SCIENTIFIC NAME: Setophaga cerulea
The Cerulean Warbler is a small, compact warbler that often perches horizontally. It has a small, round bill and a shorter tail than some other warblers such as Magnolia Warbler.
Both sexes measure about 4.3 inches in length, with a wingspan of 7.9 inches and weight of about 8 - 10 grams.
Males are sky-blue above with 2 white wing bars, dark streaking on the back, a thin blue neck band, and blue streaking on the sides of their white belly.
Females are bluish-green above with a slight yellow wash below. They lack the streaked sides and neck band seen on males. Females also have a whitish eyebrow and 2 white wingbars.
CALL: Males and females commonly give a metallic buzzy “zeet”, likely to keep in touch with their mate. They also give this call during flight. A second call is a sharp “chip” given as an alarm call.
SONG: Males sing a buzzy song that ascends to a buzzy trill. The song starts with 3 buzzy notes, followed by 4 fast warbles, and ends with a higher pitched buzzy trill.
They sing from canopy perches, often in bitternut hickories and white oaks.

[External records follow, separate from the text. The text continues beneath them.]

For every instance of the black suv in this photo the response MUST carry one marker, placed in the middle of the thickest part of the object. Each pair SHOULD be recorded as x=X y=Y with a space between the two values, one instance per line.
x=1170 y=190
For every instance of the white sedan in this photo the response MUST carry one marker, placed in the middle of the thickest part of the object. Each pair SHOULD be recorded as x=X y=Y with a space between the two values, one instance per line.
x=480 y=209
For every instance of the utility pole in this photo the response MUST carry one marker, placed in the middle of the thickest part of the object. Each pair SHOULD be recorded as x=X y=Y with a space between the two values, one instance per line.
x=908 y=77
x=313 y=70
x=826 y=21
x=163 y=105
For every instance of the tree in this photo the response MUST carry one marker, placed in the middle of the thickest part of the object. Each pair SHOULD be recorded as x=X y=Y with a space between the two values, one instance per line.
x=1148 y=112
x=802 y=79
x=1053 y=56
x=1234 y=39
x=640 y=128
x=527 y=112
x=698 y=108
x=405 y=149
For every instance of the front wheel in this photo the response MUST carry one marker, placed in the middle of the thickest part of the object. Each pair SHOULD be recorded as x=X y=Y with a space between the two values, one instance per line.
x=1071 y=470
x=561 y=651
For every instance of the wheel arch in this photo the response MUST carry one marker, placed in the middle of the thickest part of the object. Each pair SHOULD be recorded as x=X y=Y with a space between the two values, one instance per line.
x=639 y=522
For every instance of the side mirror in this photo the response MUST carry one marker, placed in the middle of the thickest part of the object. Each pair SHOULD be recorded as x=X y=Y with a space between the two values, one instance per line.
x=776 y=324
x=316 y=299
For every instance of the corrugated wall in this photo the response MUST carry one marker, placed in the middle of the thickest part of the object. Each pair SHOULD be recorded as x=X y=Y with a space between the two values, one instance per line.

Primarily feeds on insects such as flies, beetles, weevils, and caterpillars. They also eat some plant material, in winter.
Found in mature deciduous forests with a relatively open understory during the summer breeding season, especially along rivers and streams.
Winters in similar forest habitats during the winter, often near forest edges and clearings.
Summers in scattered portions of the eastern United States and extreme southeastern Canada.
Winters in South America.
Both the male and female choose the nesting location. The female weave together bark fibers, grass stems, and hair that is bind together with spiderwebs to form a cup-shaped nest.
The male occasionally helps collect spiderwebs at the beginning of nest construction.
The female lays 1 - 5 grayish to greenish white eggs, speckled with brown. Incubation period last for 11 - 12 days.